Caesars has restated its commitment in its Caesars Digital business, despite the division posting a $576m net loss and a $56m negative revenue figure during the first quarter of 2022.
Releasing its financial results for the period, the Las Vegas-headquartered operator reported the twin losses, as well as an adjusted EBITDA loss of $554m over the same period in the digital division.
Caesars CEO Tom Reeg acknowledged the losses, which he attributed to the financial impact of launching in New York and Louisiana, combined impacts which amounted for a little over $400m of the adjusted EBITDA loss figure.
“If you look at the quarter, we lost about $44m in March, so as we got out of that heavy launch period, our losses moderated considerably,” Reeg explained.
Reeg highlighted the pledge made by Caesars in August with the relaunch of its sportsbook, to invest $1bn in marketing over the next two and a half years.

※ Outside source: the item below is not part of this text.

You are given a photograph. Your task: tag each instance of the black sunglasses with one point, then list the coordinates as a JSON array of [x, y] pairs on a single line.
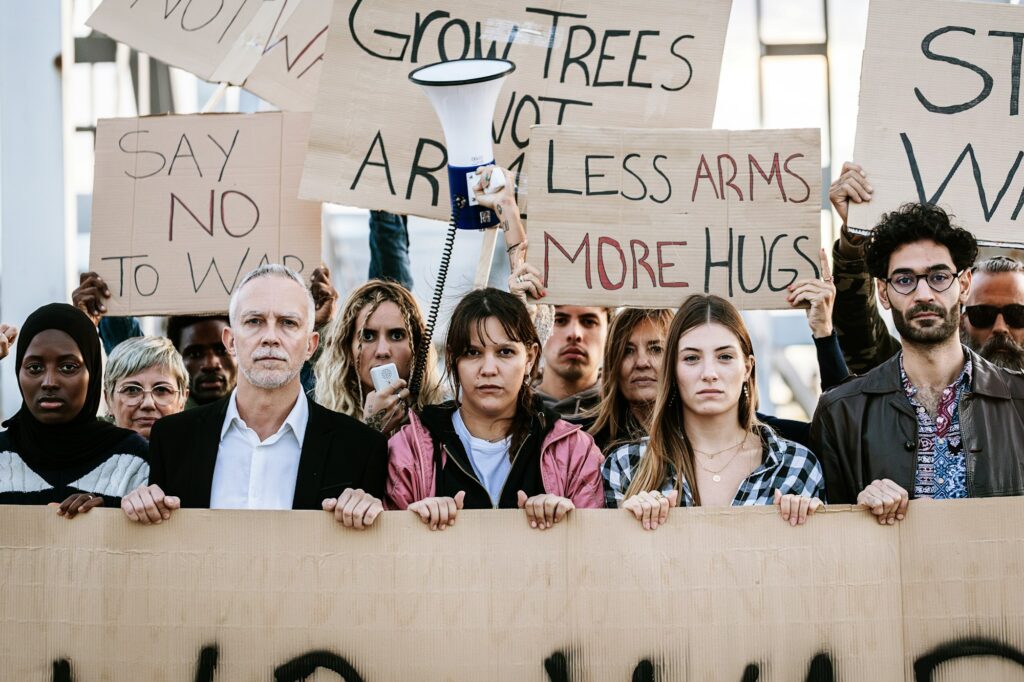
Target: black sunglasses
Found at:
[[984, 316]]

“If you think about the investment that we talked about making in terms of cumulative EBITDA losses, we said north of a billion when I made that statement when we launched in August.
“I was thinking a billion and a quarter to a billion and a half based on where we’ve gotten, share wise. I think a billion and a half is the right neighborhood,” he clarified.
“If you look at what we’ve done to date, about two-thirds of our cumulative EBITDA loss is our investment into digital, something which is now in the rear-view mirror,” Reeg added.
In February, Caesars committed to cutting back on its early marketing spend in New York, suggesting that it had achieved its objectives in generating a leading market share in the Empire State, despite subsequently being surpassed by US market leader FanDuel.
“We got to our handle share goals far earlier than we anticipated, and so we cut back all of our mass media spend,” Reeg said.
“We’ve cut a little over a quarter of a billion dollars of expected spend from when we started cutting in February through to the end of 2022. There has been no degradation in our handle share other than our planned retrenchment in New York.”
Reeg continued: “We were more aggressive than we needed to be out of the box in New York and got 37%-40% market share, beyond our expected estimates of around 15%-20% where we are now.
“Since we’ve retrenched that’s the only material movement in share even though we’ve cut over a quarter of a billion dollars from marketing,” he added.
The Caesars CEO was grilled by investors on whether there might be a potential move in the works by the sportsbook should efforts to open up the California sports betting market to commercial operators prove successful in November 2022.
Reeg spoke in the wake of the news that a multi-operator legislative initiative in this area had garnered enough signatures to potentially be considered for a vote in California.
“Between our Indian partnerships and our Vegas assets, we have an enormous California database and we would expect to be an aggressive competitor for business if and when that state launches,” Reeg told investors.
“There are things that we learned in New York in terms of how we would tailor and what we would shoot for, but we would expect to be among the leaders in California like we are in most states where we operate,” he added.
At a wider group level, Caesars reported net revenue of $2.3bn in Q1 2022, a year-on-year rise of 28%, with both the group’s flagship Las Vegas and regional casino operations reporting growth.
Las Vegas revenue rocketed 84% year on year to $914m, while regional operational revenue rose 14% to $1.3bn over the same period.
However, Caesars reported a 60% increase in its net losses for Q1 to $680m and a 43% year-on-year reduction in its adjusted EBITDA, which fell to $296m, primarily due to the Caesars Digital losses.
Excluding Caesars Digital, Caesars’ group adjusted EBITDA would have increased 60% year on year to $850m from a prior year high of $530m.